Who haunted Shakespeare when he wrote Hamlet? A play so steeped in death, full of demanding fathers, hapless sons and restless ghosts, it was completed just three years after the death of Shakespeare’s young son, Hamnet. “You haven’t heard of me,” apologises the 11-year-old boy who arrives onstage in Dead Centre’s brilliant co-production with the Abbey, from 2017, alone with a hoodie and a backpack – although, like any contemporary kid, he knows he shouldn’t talk to strangers. Now starring Aran Murphy, a great young talent who joined the production for a celebrated international tour, the show is a deft meditation on being and not being, as though Shakespeare himself was haunted by Beckett.

But the kid is still a kid – playfully interacting with the audience, asking Google for worldly explanations, singing Johnny Cash (“It’s hard when you sound like an angel”) – while somehow representing a multitude of big things: the rush to grow up, the ambition to be a great man, the coarsening of modern culture, all our proud inheritances and irretrievable losses. We’re often expected to see ourselves in Shakespeare, but directors Bush Moukarzel and Ben Kidd make a disarming entreaty that we see ourselves in Hamnet, a forgotten child, frozen in time, finally seen and heard.

This is the Funeral of Your Life. Photograph: Emilia Krysztofiak/Rua Photography
This is the Funeral of Your Life. Photograph: Emilia Krysztofiak/Rua Photography

This is the Funeral of Your Life
Everyman Theatre, Cork Feb 25-26 8pm €20/€18

In late 2017, the director Louise White premiered a new work inspired by the death and funeral of her father a few years before. It was not an entirely sombre affair. That had something to do with the disparate but considered elements of performance, a grab-bag collection of interdisciplinary performers who all spoke a common, witty language, and devices that had been refined over several previous productions, ranging from the entrancing and stately to the unremittingly playful. But it also had something to do with the nature of grief itself, sadly inevitable yet somehow wildly unpredictable. Why, then, should a funeral have to be zero craic?
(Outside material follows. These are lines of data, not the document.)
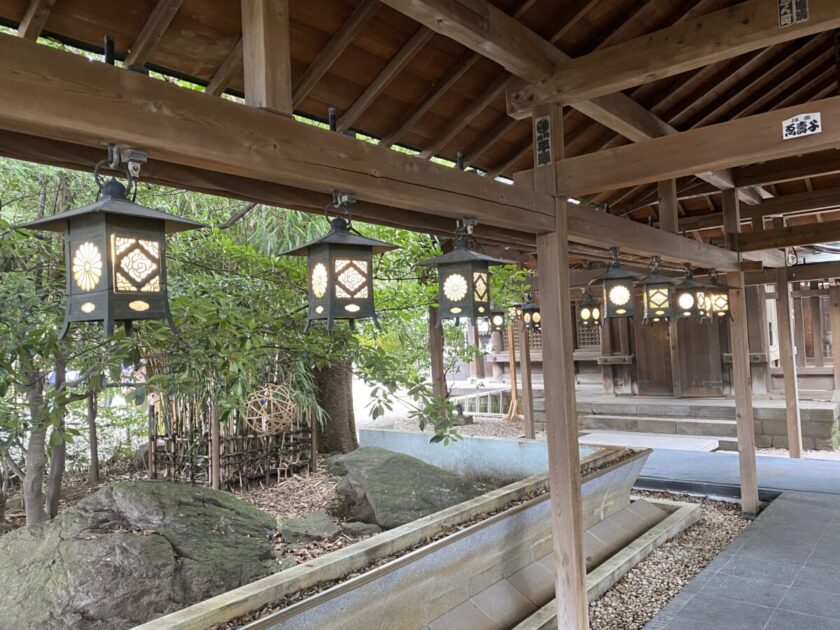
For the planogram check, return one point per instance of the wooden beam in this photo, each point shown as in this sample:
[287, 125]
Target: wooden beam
[790, 236]
[231, 66]
[266, 55]
[834, 301]
[152, 32]
[332, 51]
[484, 28]
[65, 155]
[789, 168]
[35, 18]
[560, 404]
[788, 364]
[527, 406]
[414, 45]
[687, 45]
[708, 148]
[186, 127]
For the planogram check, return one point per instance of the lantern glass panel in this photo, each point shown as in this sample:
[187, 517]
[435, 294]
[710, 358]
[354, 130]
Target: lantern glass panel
[87, 266]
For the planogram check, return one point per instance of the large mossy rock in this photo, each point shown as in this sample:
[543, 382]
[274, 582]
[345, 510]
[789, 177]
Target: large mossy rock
[130, 553]
[391, 489]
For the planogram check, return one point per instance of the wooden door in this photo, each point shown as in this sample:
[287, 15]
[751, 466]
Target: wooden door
[701, 358]
[653, 356]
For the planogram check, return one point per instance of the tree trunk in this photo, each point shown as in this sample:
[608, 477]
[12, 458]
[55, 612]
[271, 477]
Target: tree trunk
[334, 387]
[59, 450]
[93, 472]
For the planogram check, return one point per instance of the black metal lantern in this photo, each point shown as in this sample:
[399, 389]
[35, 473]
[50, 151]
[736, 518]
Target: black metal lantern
[497, 319]
[340, 270]
[657, 294]
[588, 310]
[115, 253]
[463, 279]
[718, 297]
[531, 316]
[618, 289]
[690, 296]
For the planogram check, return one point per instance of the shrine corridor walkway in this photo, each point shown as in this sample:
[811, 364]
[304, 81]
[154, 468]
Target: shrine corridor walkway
[781, 573]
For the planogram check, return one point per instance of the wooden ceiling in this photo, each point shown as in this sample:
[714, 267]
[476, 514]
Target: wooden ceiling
[391, 78]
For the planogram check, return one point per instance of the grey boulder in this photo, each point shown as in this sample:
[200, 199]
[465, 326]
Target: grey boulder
[391, 489]
[129, 553]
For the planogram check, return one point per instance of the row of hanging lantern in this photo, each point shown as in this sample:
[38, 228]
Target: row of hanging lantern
[663, 298]
[116, 262]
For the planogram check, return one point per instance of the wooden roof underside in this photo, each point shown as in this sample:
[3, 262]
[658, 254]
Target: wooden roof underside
[391, 78]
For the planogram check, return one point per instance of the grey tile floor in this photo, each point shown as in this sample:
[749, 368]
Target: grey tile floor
[781, 573]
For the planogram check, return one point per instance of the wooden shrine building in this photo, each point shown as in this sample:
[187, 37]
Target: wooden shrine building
[670, 128]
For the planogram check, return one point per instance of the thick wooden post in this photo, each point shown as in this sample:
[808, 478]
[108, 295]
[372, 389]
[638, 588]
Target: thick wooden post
[478, 362]
[436, 352]
[786, 359]
[669, 221]
[834, 300]
[266, 56]
[525, 370]
[559, 377]
[741, 380]
[215, 448]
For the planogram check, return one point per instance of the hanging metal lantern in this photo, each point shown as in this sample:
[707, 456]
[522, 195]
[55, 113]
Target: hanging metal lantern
[340, 270]
[463, 278]
[588, 310]
[497, 319]
[618, 286]
[718, 297]
[115, 251]
[690, 296]
[531, 316]
[657, 294]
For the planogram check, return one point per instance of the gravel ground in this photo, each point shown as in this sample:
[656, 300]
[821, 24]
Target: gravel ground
[650, 585]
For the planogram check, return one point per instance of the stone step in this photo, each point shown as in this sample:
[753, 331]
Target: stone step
[655, 424]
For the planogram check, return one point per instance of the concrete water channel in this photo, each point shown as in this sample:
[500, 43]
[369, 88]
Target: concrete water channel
[493, 573]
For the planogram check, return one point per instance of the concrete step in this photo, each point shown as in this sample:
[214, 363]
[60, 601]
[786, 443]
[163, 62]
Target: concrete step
[656, 424]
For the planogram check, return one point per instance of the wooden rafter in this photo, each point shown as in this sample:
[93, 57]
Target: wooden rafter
[414, 45]
[332, 51]
[231, 66]
[152, 32]
[690, 44]
[266, 55]
[727, 144]
[491, 93]
[182, 127]
[35, 18]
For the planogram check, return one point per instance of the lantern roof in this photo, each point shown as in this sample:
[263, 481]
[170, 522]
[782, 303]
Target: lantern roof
[461, 253]
[340, 234]
[114, 201]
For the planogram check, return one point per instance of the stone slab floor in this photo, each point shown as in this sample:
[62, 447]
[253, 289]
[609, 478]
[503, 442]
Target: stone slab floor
[781, 573]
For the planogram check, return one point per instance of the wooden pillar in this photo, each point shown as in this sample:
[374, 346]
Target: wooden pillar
[559, 378]
[436, 352]
[834, 301]
[266, 56]
[669, 221]
[478, 361]
[785, 324]
[741, 381]
[215, 448]
[527, 405]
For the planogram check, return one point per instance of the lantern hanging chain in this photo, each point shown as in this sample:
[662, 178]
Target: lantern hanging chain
[126, 160]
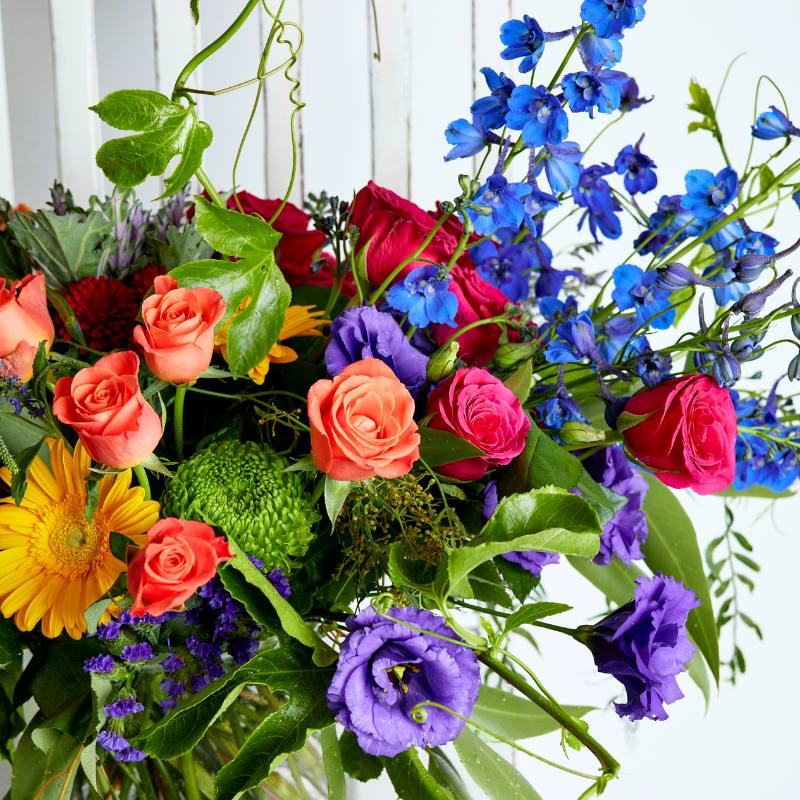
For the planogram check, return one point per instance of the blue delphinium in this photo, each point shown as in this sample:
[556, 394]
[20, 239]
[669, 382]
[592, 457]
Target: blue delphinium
[600, 89]
[492, 110]
[505, 201]
[610, 17]
[707, 194]
[634, 288]
[774, 124]
[638, 169]
[538, 114]
[594, 194]
[523, 39]
[424, 294]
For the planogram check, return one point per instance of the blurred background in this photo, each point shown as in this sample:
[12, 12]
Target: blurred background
[385, 119]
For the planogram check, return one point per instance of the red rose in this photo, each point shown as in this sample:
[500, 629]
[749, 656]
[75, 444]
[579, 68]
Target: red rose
[180, 556]
[688, 437]
[478, 407]
[394, 228]
[477, 299]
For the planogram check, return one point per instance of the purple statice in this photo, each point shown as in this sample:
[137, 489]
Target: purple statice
[624, 533]
[123, 707]
[133, 653]
[102, 664]
[365, 332]
[280, 582]
[386, 669]
[644, 645]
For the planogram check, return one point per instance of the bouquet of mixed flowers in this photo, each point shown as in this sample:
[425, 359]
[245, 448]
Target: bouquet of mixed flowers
[281, 484]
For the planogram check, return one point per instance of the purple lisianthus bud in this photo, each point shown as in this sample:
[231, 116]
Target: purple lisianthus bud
[386, 669]
[644, 645]
[365, 332]
[627, 529]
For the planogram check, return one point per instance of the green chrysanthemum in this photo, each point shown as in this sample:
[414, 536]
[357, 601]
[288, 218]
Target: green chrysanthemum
[242, 489]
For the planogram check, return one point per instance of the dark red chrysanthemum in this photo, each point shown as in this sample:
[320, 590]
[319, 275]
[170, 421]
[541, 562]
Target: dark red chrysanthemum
[141, 281]
[106, 310]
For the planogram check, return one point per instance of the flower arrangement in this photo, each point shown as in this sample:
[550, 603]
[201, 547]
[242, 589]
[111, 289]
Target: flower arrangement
[281, 484]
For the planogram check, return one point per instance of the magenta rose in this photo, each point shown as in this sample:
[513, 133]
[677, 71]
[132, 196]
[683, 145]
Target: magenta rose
[478, 407]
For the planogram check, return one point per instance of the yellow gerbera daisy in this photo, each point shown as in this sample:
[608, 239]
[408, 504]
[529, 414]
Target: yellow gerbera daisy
[299, 321]
[54, 563]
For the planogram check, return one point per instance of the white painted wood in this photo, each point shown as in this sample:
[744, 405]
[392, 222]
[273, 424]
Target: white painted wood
[390, 91]
[6, 161]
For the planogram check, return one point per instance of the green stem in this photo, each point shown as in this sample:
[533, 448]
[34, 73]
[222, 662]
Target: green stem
[190, 777]
[609, 763]
[141, 476]
[177, 419]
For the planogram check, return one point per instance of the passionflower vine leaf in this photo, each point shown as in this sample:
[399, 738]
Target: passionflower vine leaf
[168, 129]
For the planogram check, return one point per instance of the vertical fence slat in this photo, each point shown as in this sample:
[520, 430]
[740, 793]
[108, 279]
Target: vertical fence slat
[391, 95]
[75, 70]
[278, 111]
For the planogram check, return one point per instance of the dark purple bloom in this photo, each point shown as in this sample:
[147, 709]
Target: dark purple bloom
[627, 529]
[365, 332]
[644, 645]
[123, 707]
[100, 664]
[385, 669]
[141, 651]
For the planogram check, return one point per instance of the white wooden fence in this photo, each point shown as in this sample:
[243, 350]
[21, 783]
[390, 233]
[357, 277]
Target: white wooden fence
[364, 118]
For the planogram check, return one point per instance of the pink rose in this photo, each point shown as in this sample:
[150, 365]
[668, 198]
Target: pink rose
[104, 404]
[180, 556]
[178, 333]
[688, 434]
[24, 322]
[478, 407]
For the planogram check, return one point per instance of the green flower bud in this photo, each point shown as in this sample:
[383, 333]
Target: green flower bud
[242, 488]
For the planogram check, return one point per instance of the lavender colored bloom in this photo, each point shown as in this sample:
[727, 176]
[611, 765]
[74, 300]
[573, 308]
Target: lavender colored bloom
[141, 651]
[365, 332]
[280, 582]
[627, 529]
[385, 669]
[123, 707]
[101, 664]
[644, 645]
Here, an actor, a dancer and a musician hold the stage in a delicately involving curation of your own funeral, exploring the possible tones, structures and acts of mourning. In short, here are the alternative stages of grief. Much of the show is gently comic, but it pushes us stealthily towards the significance of funeral rites, testing music to refrain from anything to sprightly or too much of a dirge, preparing sandwiches and tea and, at one stage, performing a dance of death. It is, however, much more of an enquiry into the complicated business of living. Personable, involving and celebratory, it’s the funeral you would have wanted.